Sur les murs de la Galerie Yvon Lambert, collées à l’adhésif noir, des images dessinent des scènes d’intérieur très faiblement contextualisées mais chargées d’œuvres d’art. Ces images reprennent les photographies que réalise l’artiste. Prises dans des musées, des foires, chez des collectionneurs et dans des entrepôts, partout où les œuvres transitent, où cohabitent logiques spatiales et esthétiques, soit autant de micro histoires, parfois longues comme une vie, parfois juste le temps d’une vente. Passées à la bichromie ces images font un pas supplémentaire vers une mise en abîme de leur sujet. L’idée de l’œuvre, qui initialement n’était déjà qu’une poupée russe placée à l’intérieur d’une autre poupée, elle-même certainement creuse et féconde d’autres poupées, toutes représentant des expériences différentes et pourtant absolument liées, devient un signe. Une simple succession de traits noirs, hygiénique et mécanique.

Malgré cette digression Fontana est toujours aussi incisif, On Kawara compte les jours, Damien Hirst tranche un veau en deux, les titres et les détails ne changent pas ; ce qui varie c’est le travail de Louise Lawler, tel un filtre déposé par-dessus chacune d’elles il donne une profondeur inattendue à la lecture de ce mur où presque rien ne se passe. Il s’agit du filtre de l’observateur, celui de l’expérience, du connaisseur qui reconnaît et déchiffre les signes, qui les empile dans son champ de vision, et qui joue avec comme à un jeu de massacre.

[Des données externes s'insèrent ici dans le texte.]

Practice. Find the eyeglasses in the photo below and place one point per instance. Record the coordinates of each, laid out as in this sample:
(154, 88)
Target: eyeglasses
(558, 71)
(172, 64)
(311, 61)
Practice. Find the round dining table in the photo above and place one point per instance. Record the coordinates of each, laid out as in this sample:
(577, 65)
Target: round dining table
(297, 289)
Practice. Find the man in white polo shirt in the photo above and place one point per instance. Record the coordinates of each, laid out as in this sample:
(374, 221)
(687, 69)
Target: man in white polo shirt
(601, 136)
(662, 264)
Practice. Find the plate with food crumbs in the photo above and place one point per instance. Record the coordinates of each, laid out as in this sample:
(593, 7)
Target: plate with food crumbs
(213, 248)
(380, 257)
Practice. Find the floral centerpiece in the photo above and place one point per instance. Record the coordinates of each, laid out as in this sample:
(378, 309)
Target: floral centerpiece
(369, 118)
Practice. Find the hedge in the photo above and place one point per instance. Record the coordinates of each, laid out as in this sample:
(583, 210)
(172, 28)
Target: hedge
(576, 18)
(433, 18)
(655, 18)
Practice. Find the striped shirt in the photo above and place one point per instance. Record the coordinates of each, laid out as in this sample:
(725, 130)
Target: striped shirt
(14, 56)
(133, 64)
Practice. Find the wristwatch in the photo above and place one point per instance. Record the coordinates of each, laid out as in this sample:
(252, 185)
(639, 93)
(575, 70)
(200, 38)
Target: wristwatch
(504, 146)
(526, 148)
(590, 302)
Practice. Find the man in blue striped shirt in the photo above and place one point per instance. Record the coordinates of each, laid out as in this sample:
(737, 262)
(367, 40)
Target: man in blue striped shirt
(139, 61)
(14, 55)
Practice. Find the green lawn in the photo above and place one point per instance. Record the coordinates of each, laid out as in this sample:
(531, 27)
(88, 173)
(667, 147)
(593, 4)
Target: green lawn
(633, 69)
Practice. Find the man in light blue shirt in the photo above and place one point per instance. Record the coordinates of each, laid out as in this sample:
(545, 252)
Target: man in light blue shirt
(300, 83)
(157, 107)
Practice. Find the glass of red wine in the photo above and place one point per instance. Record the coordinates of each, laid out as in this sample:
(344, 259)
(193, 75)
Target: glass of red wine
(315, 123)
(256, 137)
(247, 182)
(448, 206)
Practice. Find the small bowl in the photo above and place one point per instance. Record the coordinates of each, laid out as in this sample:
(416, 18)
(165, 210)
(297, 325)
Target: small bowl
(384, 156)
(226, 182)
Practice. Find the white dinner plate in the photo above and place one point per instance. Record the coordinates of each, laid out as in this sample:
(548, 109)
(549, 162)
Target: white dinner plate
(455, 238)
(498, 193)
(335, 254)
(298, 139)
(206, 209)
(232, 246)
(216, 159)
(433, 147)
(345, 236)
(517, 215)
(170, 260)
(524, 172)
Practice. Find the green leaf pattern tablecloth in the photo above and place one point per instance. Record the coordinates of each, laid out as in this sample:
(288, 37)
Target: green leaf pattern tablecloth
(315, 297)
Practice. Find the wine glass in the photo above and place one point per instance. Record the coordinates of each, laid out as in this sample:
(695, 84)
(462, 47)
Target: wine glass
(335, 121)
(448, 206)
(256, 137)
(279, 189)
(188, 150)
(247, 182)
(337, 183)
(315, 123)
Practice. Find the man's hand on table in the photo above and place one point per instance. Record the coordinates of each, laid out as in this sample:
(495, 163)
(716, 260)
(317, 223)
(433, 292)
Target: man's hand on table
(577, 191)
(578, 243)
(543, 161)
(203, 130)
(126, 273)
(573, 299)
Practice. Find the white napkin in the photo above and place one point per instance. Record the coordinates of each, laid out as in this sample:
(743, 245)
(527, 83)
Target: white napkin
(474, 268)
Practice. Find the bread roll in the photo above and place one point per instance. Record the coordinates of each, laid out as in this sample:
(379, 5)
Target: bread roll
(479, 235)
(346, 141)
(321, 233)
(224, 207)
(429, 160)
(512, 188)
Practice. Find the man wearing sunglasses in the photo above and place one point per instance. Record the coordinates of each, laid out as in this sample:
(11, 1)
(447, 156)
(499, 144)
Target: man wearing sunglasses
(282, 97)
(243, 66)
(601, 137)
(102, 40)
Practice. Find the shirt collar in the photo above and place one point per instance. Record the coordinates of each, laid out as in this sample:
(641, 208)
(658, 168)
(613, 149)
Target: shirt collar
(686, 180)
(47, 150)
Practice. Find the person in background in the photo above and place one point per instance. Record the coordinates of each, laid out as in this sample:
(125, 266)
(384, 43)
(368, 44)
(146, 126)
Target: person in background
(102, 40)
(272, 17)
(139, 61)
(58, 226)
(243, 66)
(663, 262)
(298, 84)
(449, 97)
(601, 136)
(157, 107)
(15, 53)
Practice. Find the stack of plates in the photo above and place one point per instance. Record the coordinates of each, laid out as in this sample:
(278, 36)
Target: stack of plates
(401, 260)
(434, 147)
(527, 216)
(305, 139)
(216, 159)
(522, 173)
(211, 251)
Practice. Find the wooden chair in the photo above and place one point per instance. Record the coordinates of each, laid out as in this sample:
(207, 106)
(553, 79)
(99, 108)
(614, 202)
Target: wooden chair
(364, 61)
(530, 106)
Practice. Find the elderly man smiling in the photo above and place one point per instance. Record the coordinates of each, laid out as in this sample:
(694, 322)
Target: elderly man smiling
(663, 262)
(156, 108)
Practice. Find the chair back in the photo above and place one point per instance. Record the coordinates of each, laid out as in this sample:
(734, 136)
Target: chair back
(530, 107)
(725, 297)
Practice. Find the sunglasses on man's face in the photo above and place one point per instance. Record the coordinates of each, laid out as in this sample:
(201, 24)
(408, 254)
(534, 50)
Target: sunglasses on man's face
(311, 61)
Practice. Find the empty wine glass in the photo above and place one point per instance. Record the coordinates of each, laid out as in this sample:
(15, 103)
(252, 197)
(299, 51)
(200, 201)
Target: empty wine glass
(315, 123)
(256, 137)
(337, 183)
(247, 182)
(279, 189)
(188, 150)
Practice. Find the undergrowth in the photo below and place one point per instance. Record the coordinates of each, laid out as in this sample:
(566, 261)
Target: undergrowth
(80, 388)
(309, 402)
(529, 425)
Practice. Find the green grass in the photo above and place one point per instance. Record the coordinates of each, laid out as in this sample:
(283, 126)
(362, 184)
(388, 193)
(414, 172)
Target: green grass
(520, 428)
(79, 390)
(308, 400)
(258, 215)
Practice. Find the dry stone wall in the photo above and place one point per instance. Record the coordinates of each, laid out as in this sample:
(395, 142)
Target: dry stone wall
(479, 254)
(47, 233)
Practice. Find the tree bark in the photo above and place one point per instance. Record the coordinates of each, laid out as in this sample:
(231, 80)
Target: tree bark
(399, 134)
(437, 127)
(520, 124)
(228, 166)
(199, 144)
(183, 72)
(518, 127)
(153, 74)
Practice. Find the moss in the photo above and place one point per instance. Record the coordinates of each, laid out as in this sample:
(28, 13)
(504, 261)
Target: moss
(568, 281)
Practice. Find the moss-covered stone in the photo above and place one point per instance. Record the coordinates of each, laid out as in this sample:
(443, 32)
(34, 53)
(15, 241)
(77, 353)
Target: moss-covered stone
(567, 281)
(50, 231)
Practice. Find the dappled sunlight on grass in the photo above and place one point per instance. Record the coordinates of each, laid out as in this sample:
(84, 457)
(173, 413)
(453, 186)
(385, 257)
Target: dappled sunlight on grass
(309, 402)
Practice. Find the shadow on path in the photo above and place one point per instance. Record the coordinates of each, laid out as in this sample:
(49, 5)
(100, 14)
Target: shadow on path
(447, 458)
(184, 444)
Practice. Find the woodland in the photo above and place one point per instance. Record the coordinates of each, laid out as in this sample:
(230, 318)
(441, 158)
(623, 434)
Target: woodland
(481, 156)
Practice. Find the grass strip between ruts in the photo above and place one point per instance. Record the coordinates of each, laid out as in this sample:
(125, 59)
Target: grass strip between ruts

En ôtant de son travail toute forme de sensualité, l’artiste parvient à mettre l’observateur de son œuvre face à la lui-même, à ses propres connaissances, à son bagage d’habitudes et de réflexes. L’effet est immédiat, mais ne se prononce pas sur ceux qui, devant elle, se présenteraient sans aucune de ces connaissances, vierges de toute facilité. À ceux-là, l’œuvre de Louise Lawler offre le plus pur des langages barbares.